Can Boehner mentor Obama?

If you think the debt has consequences, well, these are consequential times. Our debt is now more than $16.36 trillion and growing at an ever-quickening rate. Our debt equals approximately $51,959 per person. But it’s logical to assume that most of the debt will be repaid by income taxes — and considering only 44 percent of Americans pay income taxes, that’s $142,457 per taxpayer.

What does President Obama know that we don’t? Does he believe the line (wrongly attributed to Dick Cheney) that “deficits don’t matter”?  It’s true that the government is the borrower, the banker and the currency printer, all wrapped in one. So theoretically, there will always be more money to borrow. Today’s largest borrower isn’t the Chinese government, it’s the U.S. government itself. 

Anyway, history and economics tell us that inflation is what will stop a self-perpetuated government spending machine. Inflation often brings political turmoil. Well, after four years of Obama spending, where’s the inflation? Where’s the political upheaval? We just had an election that affirmed the status quo. No inflation, no political upheaval so far. 

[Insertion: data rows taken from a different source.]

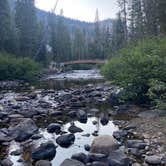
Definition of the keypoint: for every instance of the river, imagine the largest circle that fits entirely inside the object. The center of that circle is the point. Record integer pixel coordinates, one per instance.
(54, 100)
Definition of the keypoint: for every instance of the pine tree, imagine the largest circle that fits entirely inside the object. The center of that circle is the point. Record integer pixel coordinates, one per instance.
(161, 8)
(118, 34)
(106, 42)
(60, 39)
(151, 21)
(5, 25)
(41, 55)
(123, 13)
(79, 45)
(138, 22)
(26, 23)
(97, 45)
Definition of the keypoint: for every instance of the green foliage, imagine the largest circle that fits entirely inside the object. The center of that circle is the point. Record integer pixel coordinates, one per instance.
(157, 92)
(5, 24)
(18, 68)
(137, 66)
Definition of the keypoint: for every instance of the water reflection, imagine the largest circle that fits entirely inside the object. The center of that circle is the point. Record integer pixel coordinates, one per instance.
(77, 147)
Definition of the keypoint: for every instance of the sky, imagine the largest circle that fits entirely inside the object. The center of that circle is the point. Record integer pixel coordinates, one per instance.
(82, 9)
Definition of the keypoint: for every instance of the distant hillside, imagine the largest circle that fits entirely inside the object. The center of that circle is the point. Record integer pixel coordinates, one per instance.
(70, 23)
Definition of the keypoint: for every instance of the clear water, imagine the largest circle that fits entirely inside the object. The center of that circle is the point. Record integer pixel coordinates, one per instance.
(77, 147)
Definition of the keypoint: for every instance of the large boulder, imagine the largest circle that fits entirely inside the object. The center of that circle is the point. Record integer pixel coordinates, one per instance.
(82, 116)
(54, 127)
(45, 151)
(4, 137)
(7, 162)
(119, 158)
(104, 144)
(65, 140)
(80, 157)
(74, 129)
(139, 144)
(43, 163)
(24, 130)
(153, 160)
(71, 162)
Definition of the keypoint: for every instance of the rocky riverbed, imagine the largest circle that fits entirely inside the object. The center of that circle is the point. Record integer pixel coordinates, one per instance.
(83, 126)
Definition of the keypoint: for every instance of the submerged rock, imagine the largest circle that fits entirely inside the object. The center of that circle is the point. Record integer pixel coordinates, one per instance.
(119, 158)
(54, 127)
(7, 162)
(43, 163)
(153, 160)
(96, 157)
(139, 144)
(80, 157)
(104, 144)
(24, 130)
(74, 129)
(65, 140)
(82, 116)
(71, 162)
(104, 120)
(44, 151)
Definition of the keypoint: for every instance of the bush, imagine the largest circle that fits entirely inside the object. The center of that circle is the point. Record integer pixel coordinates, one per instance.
(136, 66)
(12, 68)
(157, 93)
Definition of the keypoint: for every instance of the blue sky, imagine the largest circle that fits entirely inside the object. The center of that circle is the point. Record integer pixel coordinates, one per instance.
(82, 9)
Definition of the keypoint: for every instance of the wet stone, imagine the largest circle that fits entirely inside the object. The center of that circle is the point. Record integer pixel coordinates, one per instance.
(153, 160)
(6, 162)
(65, 140)
(54, 127)
(80, 157)
(44, 151)
(71, 162)
(43, 163)
(74, 129)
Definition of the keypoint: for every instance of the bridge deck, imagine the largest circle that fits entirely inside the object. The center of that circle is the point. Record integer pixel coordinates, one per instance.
(85, 62)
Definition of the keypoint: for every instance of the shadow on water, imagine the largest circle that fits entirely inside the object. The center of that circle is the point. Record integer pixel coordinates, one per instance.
(83, 138)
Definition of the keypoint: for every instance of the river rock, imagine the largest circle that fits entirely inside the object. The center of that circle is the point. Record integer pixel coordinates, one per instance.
(104, 119)
(96, 157)
(74, 129)
(82, 116)
(65, 140)
(118, 158)
(98, 163)
(87, 147)
(24, 130)
(43, 163)
(44, 151)
(153, 160)
(71, 162)
(80, 157)
(6, 162)
(4, 137)
(139, 144)
(104, 144)
(16, 152)
(3, 115)
(54, 127)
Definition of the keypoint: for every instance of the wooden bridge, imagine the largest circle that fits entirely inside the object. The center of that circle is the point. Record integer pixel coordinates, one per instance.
(97, 61)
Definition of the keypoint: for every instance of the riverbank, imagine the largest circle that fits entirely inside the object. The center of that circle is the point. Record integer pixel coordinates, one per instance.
(42, 124)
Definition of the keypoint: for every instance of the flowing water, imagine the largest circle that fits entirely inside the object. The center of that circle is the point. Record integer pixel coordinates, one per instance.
(82, 139)
(61, 81)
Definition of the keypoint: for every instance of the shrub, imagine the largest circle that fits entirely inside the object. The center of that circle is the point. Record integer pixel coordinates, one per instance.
(12, 68)
(136, 66)
(157, 93)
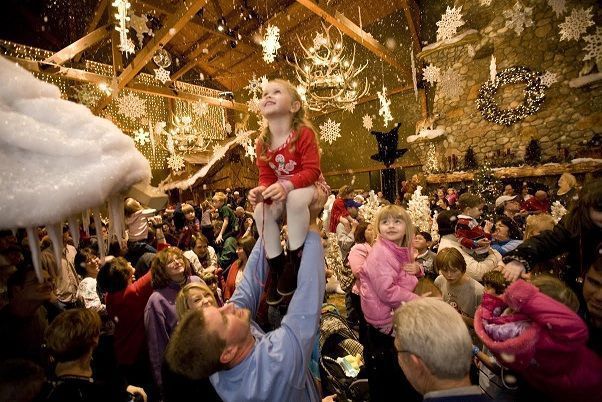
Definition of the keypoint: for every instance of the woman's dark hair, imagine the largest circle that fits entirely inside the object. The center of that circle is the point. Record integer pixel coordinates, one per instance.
(360, 232)
(590, 196)
(514, 232)
(114, 275)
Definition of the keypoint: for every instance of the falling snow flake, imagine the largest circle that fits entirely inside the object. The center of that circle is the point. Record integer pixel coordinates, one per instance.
(449, 24)
(175, 162)
(576, 24)
(367, 122)
(431, 74)
(594, 46)
(330, 131)
(518, 18)
(141, 137)
(558, 6)
(548, 78)
(131, 106)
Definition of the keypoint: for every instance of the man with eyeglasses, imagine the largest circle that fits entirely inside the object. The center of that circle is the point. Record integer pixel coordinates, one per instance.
(434, 350)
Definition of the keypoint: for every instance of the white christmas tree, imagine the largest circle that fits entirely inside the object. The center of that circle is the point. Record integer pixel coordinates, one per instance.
(419, 210)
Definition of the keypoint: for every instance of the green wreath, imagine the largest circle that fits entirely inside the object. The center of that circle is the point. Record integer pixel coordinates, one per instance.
(534, 95)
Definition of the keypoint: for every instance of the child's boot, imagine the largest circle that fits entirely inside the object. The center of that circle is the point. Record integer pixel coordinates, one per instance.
(288, 280)
(276, 266)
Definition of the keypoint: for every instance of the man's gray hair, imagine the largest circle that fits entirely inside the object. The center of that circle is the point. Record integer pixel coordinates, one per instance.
(432, 330)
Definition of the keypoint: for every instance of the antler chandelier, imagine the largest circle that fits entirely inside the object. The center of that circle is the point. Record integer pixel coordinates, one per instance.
(327, 78)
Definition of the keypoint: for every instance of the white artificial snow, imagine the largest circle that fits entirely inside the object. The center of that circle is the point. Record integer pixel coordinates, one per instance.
(58, 159)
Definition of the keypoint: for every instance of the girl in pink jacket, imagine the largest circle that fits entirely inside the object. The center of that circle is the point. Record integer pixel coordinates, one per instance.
(543, 340)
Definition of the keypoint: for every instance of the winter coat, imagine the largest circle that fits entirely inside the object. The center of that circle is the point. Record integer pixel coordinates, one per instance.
(543, 340)
(384, 284)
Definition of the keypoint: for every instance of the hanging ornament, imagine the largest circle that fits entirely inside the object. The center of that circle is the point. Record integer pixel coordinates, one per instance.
(518, 18)
(384, 110)
(270, 43)
(576, 24)
(367, 122)
(431, 74)
(162, 58)
(330, 131)
(449, 24)
(162, 75)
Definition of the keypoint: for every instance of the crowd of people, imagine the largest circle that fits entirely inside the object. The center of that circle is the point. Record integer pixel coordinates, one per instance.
(222, 299)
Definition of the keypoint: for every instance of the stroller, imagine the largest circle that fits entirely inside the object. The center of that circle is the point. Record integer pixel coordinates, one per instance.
(338, 340)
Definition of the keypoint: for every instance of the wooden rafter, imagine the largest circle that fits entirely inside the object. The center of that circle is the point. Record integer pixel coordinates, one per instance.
(173, 25)
(72, 50)
(350, 29)
(93, 78)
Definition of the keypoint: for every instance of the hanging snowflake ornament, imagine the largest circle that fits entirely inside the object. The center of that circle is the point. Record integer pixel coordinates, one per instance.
(449, 24)
(367, 122)
(131, 106)
(200, 108)
(431, 74)
(548, 78)
(576, 24)
(270, 43)
(558, 6)
(141, 136)
(594, 47)
(330, 131)
(162, 75)
(384, 110)
(450, 84)
(518, 18)
(175, 162)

In the first two months of fiscal year 2013, the federal budget deficit was $292 billion, a 24 percent increase over the same period last year. And in just these two months, outlays increased by $87 billion, or 16 percent over the 2012 budget. (We’re currently operating in the 2013 budget.)

Which brings us to the “fiscal cliff.” If we take everyone at their word and we believe going over the cliff will be a financial calamity, then it appears that House Speaker John Boehner is leading. And perhaps he’s mentoring President Obama.

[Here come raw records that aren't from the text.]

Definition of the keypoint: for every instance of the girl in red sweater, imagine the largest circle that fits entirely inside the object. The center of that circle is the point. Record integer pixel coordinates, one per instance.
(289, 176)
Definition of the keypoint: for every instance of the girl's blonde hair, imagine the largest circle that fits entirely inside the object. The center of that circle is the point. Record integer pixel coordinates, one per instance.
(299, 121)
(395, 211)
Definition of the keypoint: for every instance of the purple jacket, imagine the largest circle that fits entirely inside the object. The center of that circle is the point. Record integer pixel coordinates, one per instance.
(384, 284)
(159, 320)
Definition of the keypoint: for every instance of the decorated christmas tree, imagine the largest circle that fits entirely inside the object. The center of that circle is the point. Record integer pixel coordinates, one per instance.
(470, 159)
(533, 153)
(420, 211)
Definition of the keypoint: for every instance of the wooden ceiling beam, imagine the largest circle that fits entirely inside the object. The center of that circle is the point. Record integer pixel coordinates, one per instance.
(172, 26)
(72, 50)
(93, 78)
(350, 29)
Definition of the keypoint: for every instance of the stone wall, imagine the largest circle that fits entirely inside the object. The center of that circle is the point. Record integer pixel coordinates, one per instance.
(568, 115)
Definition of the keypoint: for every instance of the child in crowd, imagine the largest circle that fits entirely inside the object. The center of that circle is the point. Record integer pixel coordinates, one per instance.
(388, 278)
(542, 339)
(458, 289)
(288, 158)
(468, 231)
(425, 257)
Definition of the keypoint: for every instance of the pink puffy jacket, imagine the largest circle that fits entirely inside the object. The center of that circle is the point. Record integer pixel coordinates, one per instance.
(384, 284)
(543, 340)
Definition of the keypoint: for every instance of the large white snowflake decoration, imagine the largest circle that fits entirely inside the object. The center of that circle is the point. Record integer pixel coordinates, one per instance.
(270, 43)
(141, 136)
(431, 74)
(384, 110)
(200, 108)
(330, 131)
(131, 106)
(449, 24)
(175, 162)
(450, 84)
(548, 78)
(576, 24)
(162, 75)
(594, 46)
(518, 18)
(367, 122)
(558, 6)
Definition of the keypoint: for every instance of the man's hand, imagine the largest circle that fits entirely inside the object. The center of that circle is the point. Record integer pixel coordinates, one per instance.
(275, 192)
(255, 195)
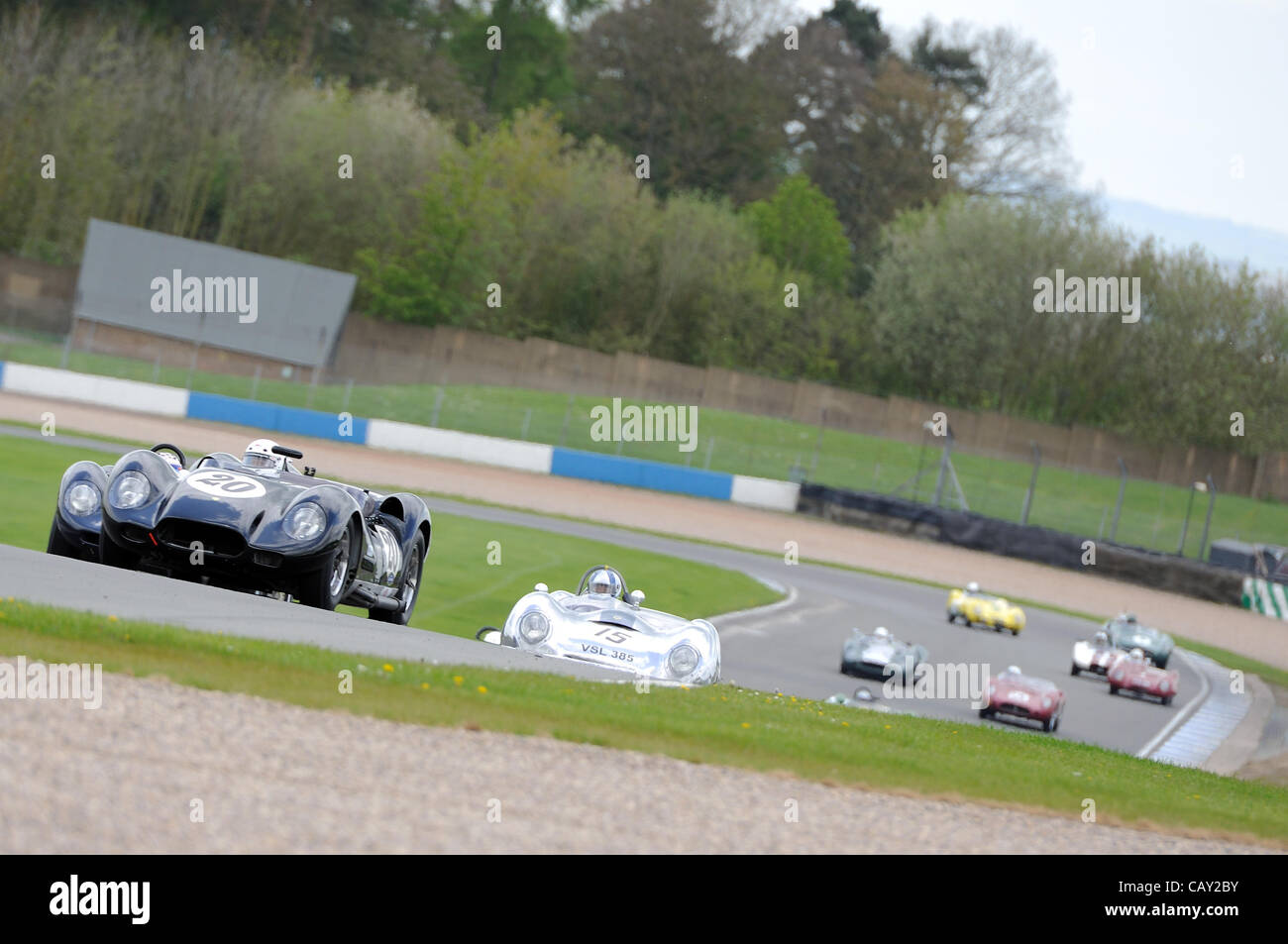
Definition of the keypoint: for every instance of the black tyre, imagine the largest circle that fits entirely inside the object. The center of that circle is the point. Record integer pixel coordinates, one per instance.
(408, 590)
(114, 556)
(326, 586)
(59, 545)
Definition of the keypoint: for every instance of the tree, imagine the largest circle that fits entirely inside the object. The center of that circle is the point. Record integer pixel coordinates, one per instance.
(653, 80)
(799, 230)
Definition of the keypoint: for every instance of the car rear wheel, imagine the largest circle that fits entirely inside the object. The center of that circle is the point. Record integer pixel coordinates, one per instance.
(408, 590)
(58, 544)
(325, 587)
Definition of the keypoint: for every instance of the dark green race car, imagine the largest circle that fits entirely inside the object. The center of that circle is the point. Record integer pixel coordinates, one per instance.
(1126, 633)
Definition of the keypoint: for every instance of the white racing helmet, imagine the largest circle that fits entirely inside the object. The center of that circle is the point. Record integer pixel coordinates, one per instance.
(604, 582)
(259, 455)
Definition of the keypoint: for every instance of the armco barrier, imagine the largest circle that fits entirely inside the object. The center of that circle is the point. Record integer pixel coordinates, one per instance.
(386, 434)
(469, 447)
(1026, 543)
(89, 387)
(270, 416)
(640, 472)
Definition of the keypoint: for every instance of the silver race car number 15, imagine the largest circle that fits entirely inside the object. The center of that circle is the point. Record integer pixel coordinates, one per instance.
(227, 484)
(612, 635)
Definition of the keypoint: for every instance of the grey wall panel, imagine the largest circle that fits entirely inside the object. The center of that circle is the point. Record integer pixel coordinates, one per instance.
(296, 314)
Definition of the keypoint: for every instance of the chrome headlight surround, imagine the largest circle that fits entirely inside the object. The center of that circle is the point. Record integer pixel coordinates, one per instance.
(683, 660)
(304, 522)
(132, 489)
(533, 627)
(82, 498)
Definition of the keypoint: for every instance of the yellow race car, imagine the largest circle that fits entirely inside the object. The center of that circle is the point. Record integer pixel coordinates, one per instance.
(975, 608)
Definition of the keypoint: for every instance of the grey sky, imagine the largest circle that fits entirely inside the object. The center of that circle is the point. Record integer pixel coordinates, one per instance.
(1171, 99)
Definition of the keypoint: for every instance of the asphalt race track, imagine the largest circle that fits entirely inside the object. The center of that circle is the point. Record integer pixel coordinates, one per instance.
(793, 647)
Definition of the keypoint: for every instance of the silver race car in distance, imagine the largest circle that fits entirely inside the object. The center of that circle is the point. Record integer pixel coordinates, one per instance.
(604, 623)
(879, 655)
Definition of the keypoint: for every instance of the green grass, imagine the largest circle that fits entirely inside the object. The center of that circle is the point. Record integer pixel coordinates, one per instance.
(715, 725)
(460, 590)
(1067, 500)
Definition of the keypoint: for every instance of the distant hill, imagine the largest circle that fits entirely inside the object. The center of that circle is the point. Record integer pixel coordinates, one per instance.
(1231, 243)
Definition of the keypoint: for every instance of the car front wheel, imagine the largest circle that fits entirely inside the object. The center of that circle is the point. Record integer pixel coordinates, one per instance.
(408, 590)
(325, 587)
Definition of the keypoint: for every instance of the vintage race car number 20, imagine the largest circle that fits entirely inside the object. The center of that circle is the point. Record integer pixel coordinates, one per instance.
(223, 484)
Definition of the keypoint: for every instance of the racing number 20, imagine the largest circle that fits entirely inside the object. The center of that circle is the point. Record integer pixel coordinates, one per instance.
(224, 481)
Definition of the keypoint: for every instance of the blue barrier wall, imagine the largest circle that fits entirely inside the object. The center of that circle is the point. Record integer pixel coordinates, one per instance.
(640, 472)
(310, 423)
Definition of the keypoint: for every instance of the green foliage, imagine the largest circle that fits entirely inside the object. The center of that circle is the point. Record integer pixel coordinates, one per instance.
(799, 228)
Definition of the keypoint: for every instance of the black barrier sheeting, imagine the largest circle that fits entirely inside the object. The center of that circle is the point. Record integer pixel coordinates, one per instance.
(1022, 541)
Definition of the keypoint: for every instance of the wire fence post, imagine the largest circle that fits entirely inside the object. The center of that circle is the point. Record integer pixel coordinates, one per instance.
(1119, 505)
(67, 344)
(563, 433)
(438, 406)
(313, 387)
(1207, 522)
(818, 443)
(1033, 483)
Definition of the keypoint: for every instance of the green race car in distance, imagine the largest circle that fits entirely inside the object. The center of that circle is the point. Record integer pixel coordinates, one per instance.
(1127, 633)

What President Obama knows about the federal budget and the U.S. economy comes from on-the-job training, while Boehner has been a student, participant and leader in the American political system since he was elected to Congress in 1990. Of course, President Obama and his supporters would never allow themselves to believe, much less admit, that they need Boehner to school them on the art of the deal in Washington. 

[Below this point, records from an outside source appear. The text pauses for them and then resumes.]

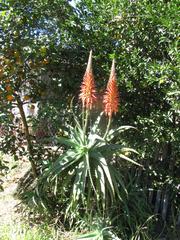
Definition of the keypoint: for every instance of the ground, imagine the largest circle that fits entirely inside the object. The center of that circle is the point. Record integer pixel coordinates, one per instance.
(8, 203)
(11, 225)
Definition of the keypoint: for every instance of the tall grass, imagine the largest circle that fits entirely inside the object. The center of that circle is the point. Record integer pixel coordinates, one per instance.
(25, 232)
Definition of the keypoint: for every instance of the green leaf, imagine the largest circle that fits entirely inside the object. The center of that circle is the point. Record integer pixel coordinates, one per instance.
(129, 160)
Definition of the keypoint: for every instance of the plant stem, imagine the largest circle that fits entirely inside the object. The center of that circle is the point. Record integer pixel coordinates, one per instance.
(27, 135)
(86, 122)
(107, 129)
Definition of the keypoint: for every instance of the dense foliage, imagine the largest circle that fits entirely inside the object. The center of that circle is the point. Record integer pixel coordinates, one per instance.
(44, 48)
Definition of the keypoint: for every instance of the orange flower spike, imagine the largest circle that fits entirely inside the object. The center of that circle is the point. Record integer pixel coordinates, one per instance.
(88, 92)
(111, 96)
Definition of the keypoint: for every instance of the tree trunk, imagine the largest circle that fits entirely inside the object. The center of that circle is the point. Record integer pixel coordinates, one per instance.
(28, 137)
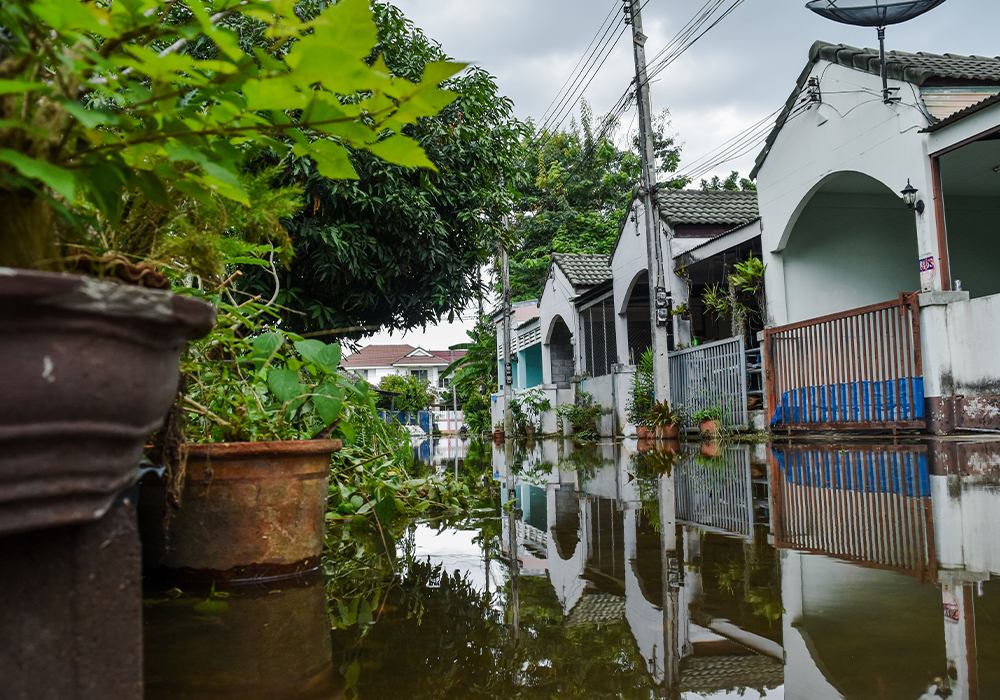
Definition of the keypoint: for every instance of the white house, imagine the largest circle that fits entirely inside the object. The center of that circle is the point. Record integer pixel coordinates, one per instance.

However, in politics, deceit is often an advantage. If Obama really wants to lead us off the cliff, then he’s doing a fine job, Boehner is just spinning his wheels and, so far, Republicans are getting the blame. As this Insider has reported all along, the president probably finds the aftermath of going over the cliff desirable; taxes are high, defense is slashed, more citizens are dependent on the government, and everyone is going to have to temper their ambitions when it comes to what is possible inside the American Dream.

Let’s hope Boehner and Obama are still talking. Both men have advantages and disadvantages that are useful in negotiations. Boehner is wiser in the ways of Washington and has a better command of the budget and what policies have produced economic growth in the past. But the speaker has an unruly caucus. He is not a dictator, and it won’t be easy for him to keep a healthy majority of Republicans on board with a deal that also satisfies Obama. 

Obama has a big advantage in that he has to persuade only himself; he doesn’t have an unruly caucus that must vote in favor of his plan. The Senate will be easy once Obama gives the word. The White House communications machine is unrivaled and, to many in the media, Obama can do no wrong. On the other hand, Obama is burdened by a tired ideology, is ambivalent about economic growth and is biased toward feeling the free fall of flying over the cliff. 

By Washington standards, I would say it’s Advantage, Obama.